Comme ils partent du principe que trop d’État tue l’initiative privée, les néo libéraux exercent donc une pression considérable afin que les pouvoirs publics restreignent drastiquement leurs dépenses. Ce n’est pourtant pas parce que l’État n’a plus d’argent et que ses caisses sont vides qu’il ne peut plus rien. C’est le diktat de l’idéologie néo libérale qui l’empêche d’imprimer de l’argent. Si aujourd’hui il ne peut plus rien, cette impuissance et cette paralysie de l’Etat font évidemment les affaires des néo libéraux qui ne se sont pourtant pas privés de faire appel à lui lorsque le système était au bord de l’implosion.
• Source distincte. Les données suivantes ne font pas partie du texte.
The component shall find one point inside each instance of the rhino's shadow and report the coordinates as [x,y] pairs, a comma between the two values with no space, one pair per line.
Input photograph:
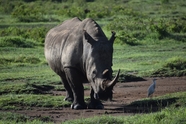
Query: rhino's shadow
[145,106]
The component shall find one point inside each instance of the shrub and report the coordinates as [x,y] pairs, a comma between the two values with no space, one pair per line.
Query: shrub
[29,13]
[16,42]
[173,67]
[37,34]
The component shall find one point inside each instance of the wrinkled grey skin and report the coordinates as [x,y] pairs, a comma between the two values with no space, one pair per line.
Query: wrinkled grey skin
[79,52]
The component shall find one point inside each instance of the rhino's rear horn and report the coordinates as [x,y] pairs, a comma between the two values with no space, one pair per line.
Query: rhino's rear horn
[114,81]
[88,37]
[105,73]
[113,37]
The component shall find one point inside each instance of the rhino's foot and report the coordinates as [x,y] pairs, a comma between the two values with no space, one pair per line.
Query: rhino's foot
[69,99]
[78,106]
[95,105]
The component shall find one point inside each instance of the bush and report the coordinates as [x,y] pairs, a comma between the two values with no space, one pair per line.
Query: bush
[29,13]
[37,34]
[174,67]
[16,42]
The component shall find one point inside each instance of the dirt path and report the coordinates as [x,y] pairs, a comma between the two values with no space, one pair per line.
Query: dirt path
[124,94]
Aujourd’hui, c’est sauver le capitalisme que de reconnaître qu’il est impossible d’attendre de sa part l’établissement du plein emploi.



Michel Santi
Michel Santi
En effet, pas plus le capitalisme que les marchés financiers – qui en sont la sécrétion la plus visible et la plus agaçante – n’ont vocation de philanthrope et c’est précisément pourquoi l’intervention de l’État s’avère vitale pour rasséréner l’économie, garantir et préserver l’emploi, réprimer les abus. Il va de soi que la bonne gouvernance des affaires publiques penche vers la sobriété et qu’il est nettement plus avantageux – non seulement pour les comptes publics mais surtout pour développer les initiatives et les intelligences – que ce soit le secteur privé qui fasse vivre et prospérer l’économie. Pour autant, les déficits publics sont rarement creusés par choix ou de gaieté de cœur par les autorités politiques, mais plutôt par une nécessité impérieuse de suppléer aux carences et aux faiblesses du secteur privé.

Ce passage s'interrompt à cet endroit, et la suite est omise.